As procurement teams continue to gain confidence as a result of their positive eCommerce experiences, they’ve also become more open to researching and making purchases online independently of traditional sales support, according to Acquity Group’s 2014 State of B2B Procurement Study. This transition places more emphasis on the efficacy of online, rather than print, catalogs and services.
B2B suppliers appear to be taking note of the changes buyers are looking for, as only 3 percent of procurement officers in 2014 report that their suppliers still don’t have online catalogs, compared with 11 percent in 2013. However, many of the elements necessary to build credibility as a supplier in the pre-digital age still apply in the online procurement space.
Online Searches Up Across Price Ranges
While price may not be the only factor B2B buyers pay attention to, it’s still the most important factor they consider when shopping for a company purchase. Therefore, the amount of time they spend researching products at a variety of price points is a solid indicator of buyers’ level of trust in online sources.
In 2014, more than two-thirds of B2B buyers reported researching the majority of goods under $5,000 via an online channel. A relatively high number of buyers are also researching big-ticket items online: 50 percent state they research more than half of goods worth more than $100,000 online.
Departure from Traditional Catalogs
Not only are buyers more comfortable with online channels for research, they’re also growing less reliant on print catalogs as a form of backup. The percentage of procurement officers who would be more comfortable making a purchase of $5,000 or more on their mobile device if they researched the product in a catalog first decreased from 23 percent in 2013 to 11 percent in 2014.
The personal interaction that accompanies that print experience, however, is still a vital element to some B2B buyers. Of respondents who do not plan to increase their online spending in the next year, less than 1 in 5 stated the main factor in their decision is that they prefer speaking directly to a salesperson when ordering from a catalog, because it’s more personal.
Acquity Group’s 2014 findings show a definitive progression toward Web dependency as more B2B buyers turn to the Internet to conduct research and complete transactions. Manufacturers and suppliers must be constantly aware of buyer expectations, and be willing to integrate online and offline channels in a seamless way to offer customers a seamless experience.
For more about the 2014 State of B2B Procurement study from Acquity Group, click here.
The second annual B2B Procurement study from Acquity Group, part of Accenture Interactive, examines how the shift to The Web has impacted the B2B buyer’s search, discovery and purchase processes in 2014.

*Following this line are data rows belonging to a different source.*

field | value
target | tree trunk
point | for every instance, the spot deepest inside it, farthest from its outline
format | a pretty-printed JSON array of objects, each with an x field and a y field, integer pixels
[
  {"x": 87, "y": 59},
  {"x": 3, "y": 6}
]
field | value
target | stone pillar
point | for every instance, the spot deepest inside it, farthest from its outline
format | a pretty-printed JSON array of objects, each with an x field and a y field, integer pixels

The study surveyed 500 buyers with annual purchasing budgets of $100,000 or more about their online purchasing habits and preferences. Inquiries ranged across areas including research, loyalty, frequency of purchase, customer service, and online offering and feature preferences. Buyers’ preferences and behaviors were also analyzed based on demographic qualifiers including generation, budget and industry. Response percentages were further evaluated on a quantitative scale to assess actionable metrics for B2B distributors and suppliers.